Después de haber viajado varios kilómetros en el seno de aquella corriente submarina, Rómulo supo que era inmortal. “Ya debería ser finado…”, concluyó al darse cuenta de que había transcurrido demasiado tiempo con el mismo aire en los pulmones y que podía continuar así indefinidamente. “Además”, agregó “tendría que haber muerto en la montaña… pero acá estoy, sin un solo moretón. Ahora lo veo claro, todo esto es la terapia de W. Ella es la paciente, no yo; nada malo me puede pasar.” Si bien ajena a cualquier tipo de lógica, esa idea lo tranquilizó. Tarde o temprano llegaría a alguna playa y reiría a carcajadas de cara al sol sobre la resaca.

No obstante, ese mismo razonamiento terminó por llenarlo de amargura cuando entendió que era imposible que W. estuviera viva. La imaginó aguantando la respiración, tratando de nadar hacia la superficie. Agotada ya su fuerza debió de abrir la boca, de obedecer a su instinto aun sabiendo que no sería aire lo que llenaría sus pulmones. Y luego, la inundación. Vaya desgracia la de W., la falta de oxígeno seguramente la había aterrado… Las burbujas se habrían ido volviendo cada vez más diminutas mientras ella se hundía más… y más… y más. De repente Rómulo anheló ser castigado, y por eso imaginó a la que fuera su esposa transformada en jirones de carne que rodaban por el fondo del mar. “Ojalá que los peces no hayan comenzado a mordisquearla antes de que muriera”, pensó, y no pudo evitar espantarse.
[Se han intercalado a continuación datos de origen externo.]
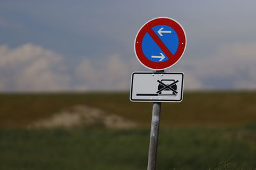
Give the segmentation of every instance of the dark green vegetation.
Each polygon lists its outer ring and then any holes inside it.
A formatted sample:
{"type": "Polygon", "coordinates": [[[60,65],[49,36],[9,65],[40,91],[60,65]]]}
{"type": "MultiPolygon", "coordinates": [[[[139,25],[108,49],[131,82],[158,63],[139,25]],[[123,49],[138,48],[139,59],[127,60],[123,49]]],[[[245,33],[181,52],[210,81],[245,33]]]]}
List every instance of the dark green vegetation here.
{"type": "MultiPolygon", "coordinates": [[[[157,169],[255,169],[256,124],[164,127],[157,169]]],[[[0,169],[146,169],[149,129],[0,130],[0,169]]]]}
{"type": "MultiPolygon", "coordinates": [[[[256,120],[256,92],[187,92],[180,103],[163,103],[161,125],[236,125],[256,120]]],[[[0,127],[24,127],[63,108],[87,104],[149,125],[151,103],[128,93],[0,94],[0,127]]]]}

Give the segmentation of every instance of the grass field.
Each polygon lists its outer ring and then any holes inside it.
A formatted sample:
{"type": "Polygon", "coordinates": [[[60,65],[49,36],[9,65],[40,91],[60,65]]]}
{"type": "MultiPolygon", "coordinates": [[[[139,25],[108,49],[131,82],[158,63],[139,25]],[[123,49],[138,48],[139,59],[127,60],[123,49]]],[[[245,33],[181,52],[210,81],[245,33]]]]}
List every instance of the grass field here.
{"type": "MultiPolygon", "coordinates": [[[[163,103],[157,169],[256,169],[255,92],[189,92],[163,103]]],[[[0,95],[0,169],[146,169],[152,103],[127,93],[0,95]],[[28,129],[86,104],[139,127],[28,129]]]]}
{"type": "MultiPolygon", "coordinates": [[[[164,127],[157,169],[255,169],[256,124],[164,127]]],[[[0,130],[0,169],[146,169],[149,129],[0,130]]]]}

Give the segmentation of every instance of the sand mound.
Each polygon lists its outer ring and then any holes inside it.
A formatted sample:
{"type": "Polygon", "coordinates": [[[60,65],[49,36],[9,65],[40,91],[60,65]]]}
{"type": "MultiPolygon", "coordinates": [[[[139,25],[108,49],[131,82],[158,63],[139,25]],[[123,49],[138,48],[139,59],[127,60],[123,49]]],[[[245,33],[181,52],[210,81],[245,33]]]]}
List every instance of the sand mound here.
{"type": "Polygon", "coordinates": [[[107,128],[130,128],[135,123],[98,108],[79,105],[56,113],[52,117],[29,125],[31,128],[75,127],[103,126],[107,128]]]}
De cualquier manera, no le quedó mucho tiempo para el llanto o el lamento. La corriente se había acelerado y giraba sobre sí misma en un vórtice descomunal. Por primera vez desde que se había hundido, Rómulo percibió luz en el agua, la luz más potente que vería en toda su vida. Era cálida y verdosa, y no provenía de la superficie sino de un hueco en el rocoso lecho del océano, justo en el eje del vórtice. Pensó que se trataba de un sumidero natural, una especie de inmenso inodoro a través del cual el agua escapaba del planeta. Pero más allá del hueco, horizontal detrás de esa luz encantadora apareció el rostro de Daibushi. Puesto que su destino lo tenía sin cuidado, Rómulo se dejó llevar hacia el sumidero, que lo chupaba con fuerza. De esa manera, relajado cual sacerdote yogi en la nieve, pasó a través del agujero y cayó en un lugar incierto donde únicamente había luz. Su sorpresa no fue poca al notar que su ropa no estaba mojada y que podía respirar aire sin dificultad.

Por su parte, la Señora W. había estado a punto de morir ahogada inmediatamente después de hundirse en el oscuro océano de la habitación número dos. Presa de la ansiedad quiso invocar a Rómulo, aunque sólo consiguió tragar agua salada en grandes cantidades. Sin oxígeno ni reacción, desvanecida y flotando a media agua, en el preciso momento en que la corriente comenzaba a llevarla hacia su marido, el brazo amigo de El que era el Cardo de Flores la sacó a la orilla. Sabía que había que actuar con presteza aunque luego Daibushi se enojara con él. Levantó la mirada y preguntó en voz alta como dirigiéndose a una tercera persona en esa playa desierta: “¿Qué hacemos, doctor?”, a lo que él mismo se respondió con gravedad: “Proceda, doctor.” Por suerte, Rómulo nunca se enteraría cómo El que era el Cardo de Flores le había abierto suavemente la boca a W., cómo le había metido su lengua tubular y gruesa por la garganta hasta alcanzar los pulmones y cómo se había bebido el agua que los llenaba.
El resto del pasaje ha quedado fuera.